The 1967 Turning Point Letter
On May 9, 1967, four Stanford students (Frank Sotomayor, AM ’67, Frank Ponce, AM ’68, Luis Nogales, JD Law ’69 and Robert Anchondo, AB ’69) wrote a letter to the Stanford Dean of Admissions, Rixford Snyder, requesting that recruitment and diversity increase for all Chicana/o-Latina/o-Latinx Stanford students and faculty.

In Dean Snyder's response, he agreed that recruitment practices needed improvement, and committed to a renewed focus on community involvement at Stanford.

Directly related to the turning point letter was the enrollment growth spurred by the university action of the Black Student Union who made 10 demands regarding Blacks and other students of color in 1968.
Learn more about the The 1967 Turning Point Letter
The 1967 letter is seen as a turning point for student diversity, and especially for Chicana/o-Latina/o-Latinx Stanford students. Enrollment increased from 40 primarily Mexican-American students in 1967, to hundreds of Latina/o/x students originating from all of the Americas in the 1970s.

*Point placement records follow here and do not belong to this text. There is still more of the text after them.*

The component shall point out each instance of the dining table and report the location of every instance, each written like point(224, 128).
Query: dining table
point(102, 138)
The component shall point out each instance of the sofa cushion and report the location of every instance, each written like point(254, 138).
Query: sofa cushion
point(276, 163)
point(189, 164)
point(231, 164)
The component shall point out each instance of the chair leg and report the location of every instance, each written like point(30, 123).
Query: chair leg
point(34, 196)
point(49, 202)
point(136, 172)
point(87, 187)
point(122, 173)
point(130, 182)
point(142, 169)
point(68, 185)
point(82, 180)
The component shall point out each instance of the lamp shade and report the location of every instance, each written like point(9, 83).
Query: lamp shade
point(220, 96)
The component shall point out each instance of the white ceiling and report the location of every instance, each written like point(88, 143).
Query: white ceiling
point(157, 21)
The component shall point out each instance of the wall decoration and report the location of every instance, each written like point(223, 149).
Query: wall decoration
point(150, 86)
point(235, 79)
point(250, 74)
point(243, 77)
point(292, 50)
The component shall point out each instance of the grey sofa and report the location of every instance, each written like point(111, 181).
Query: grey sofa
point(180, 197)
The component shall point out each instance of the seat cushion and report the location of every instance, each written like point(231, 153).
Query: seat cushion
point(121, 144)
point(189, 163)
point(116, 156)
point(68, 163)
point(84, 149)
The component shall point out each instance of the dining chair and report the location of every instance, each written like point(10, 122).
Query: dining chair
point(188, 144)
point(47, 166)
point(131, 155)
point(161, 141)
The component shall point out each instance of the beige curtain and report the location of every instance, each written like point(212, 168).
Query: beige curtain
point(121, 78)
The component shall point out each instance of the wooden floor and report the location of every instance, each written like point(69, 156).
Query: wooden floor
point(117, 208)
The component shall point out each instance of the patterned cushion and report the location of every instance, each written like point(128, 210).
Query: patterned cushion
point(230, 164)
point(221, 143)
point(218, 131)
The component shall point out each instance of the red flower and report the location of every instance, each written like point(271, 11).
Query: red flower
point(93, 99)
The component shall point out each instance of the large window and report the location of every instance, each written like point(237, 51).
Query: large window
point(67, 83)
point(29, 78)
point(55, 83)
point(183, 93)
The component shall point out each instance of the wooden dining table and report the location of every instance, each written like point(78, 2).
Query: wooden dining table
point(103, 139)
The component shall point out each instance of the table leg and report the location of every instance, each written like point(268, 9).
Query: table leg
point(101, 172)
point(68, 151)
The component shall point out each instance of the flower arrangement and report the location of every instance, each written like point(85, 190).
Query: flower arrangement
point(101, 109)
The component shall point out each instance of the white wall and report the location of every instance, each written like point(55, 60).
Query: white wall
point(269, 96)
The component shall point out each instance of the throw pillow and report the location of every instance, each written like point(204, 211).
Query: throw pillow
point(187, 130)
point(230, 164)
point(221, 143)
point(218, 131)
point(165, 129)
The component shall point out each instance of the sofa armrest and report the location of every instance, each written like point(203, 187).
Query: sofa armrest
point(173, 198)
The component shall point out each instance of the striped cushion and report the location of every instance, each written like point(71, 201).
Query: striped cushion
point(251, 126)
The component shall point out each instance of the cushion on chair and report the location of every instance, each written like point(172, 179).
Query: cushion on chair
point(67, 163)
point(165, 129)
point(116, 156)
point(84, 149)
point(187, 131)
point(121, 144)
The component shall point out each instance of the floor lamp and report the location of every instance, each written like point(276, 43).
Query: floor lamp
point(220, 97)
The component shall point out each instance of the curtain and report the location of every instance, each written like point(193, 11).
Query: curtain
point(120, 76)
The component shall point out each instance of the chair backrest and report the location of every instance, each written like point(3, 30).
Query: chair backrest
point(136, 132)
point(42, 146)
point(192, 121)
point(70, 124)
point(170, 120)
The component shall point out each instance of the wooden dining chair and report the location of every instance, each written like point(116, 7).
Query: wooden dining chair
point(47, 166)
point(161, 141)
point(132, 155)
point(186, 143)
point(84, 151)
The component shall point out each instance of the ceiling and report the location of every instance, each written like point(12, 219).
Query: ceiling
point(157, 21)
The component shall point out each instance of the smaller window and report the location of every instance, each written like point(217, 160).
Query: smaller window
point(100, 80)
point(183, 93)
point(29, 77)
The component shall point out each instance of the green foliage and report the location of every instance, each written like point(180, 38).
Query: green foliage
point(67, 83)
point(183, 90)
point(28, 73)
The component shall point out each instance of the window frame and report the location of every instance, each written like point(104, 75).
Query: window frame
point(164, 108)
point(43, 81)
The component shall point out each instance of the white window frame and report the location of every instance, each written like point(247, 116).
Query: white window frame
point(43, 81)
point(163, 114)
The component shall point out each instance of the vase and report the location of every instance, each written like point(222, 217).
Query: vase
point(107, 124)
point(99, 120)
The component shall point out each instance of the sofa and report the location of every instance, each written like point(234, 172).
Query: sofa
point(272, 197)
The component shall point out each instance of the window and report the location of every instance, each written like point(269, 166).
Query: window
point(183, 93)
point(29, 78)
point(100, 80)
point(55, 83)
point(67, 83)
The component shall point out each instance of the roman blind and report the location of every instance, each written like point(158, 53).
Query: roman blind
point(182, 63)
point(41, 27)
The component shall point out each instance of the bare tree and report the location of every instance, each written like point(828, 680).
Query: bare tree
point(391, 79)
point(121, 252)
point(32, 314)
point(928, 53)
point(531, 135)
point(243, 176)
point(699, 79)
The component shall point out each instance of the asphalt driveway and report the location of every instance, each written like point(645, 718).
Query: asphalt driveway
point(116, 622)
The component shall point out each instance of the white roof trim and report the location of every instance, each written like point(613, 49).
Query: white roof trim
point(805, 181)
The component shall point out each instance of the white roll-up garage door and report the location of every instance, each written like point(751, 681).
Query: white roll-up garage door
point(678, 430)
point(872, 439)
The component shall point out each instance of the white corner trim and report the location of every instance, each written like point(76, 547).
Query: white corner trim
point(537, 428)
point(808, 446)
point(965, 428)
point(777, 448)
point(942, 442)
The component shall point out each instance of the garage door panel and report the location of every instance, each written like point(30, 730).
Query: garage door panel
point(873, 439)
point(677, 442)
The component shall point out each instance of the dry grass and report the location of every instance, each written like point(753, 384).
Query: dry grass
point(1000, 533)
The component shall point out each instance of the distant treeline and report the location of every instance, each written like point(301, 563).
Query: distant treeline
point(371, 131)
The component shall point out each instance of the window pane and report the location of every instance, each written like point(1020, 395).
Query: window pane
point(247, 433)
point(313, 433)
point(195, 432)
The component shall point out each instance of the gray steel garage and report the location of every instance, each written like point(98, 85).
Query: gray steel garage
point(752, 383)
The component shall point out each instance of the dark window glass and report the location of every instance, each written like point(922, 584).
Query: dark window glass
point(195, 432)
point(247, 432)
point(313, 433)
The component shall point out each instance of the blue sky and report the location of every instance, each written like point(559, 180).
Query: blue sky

"You know to be given a mandate by a private university like Stanford, to go recruit our gente all over the United States and the island of Puerto Rico was a like a dream come true."
"During the past five years, Black, Chicano and Native American enrollment at Stanford has grown to more than nine percent of the student body.
The total included 294 Blacks, 296 Chicanos, and 47 Native Americans among the 6,413 undergraduates."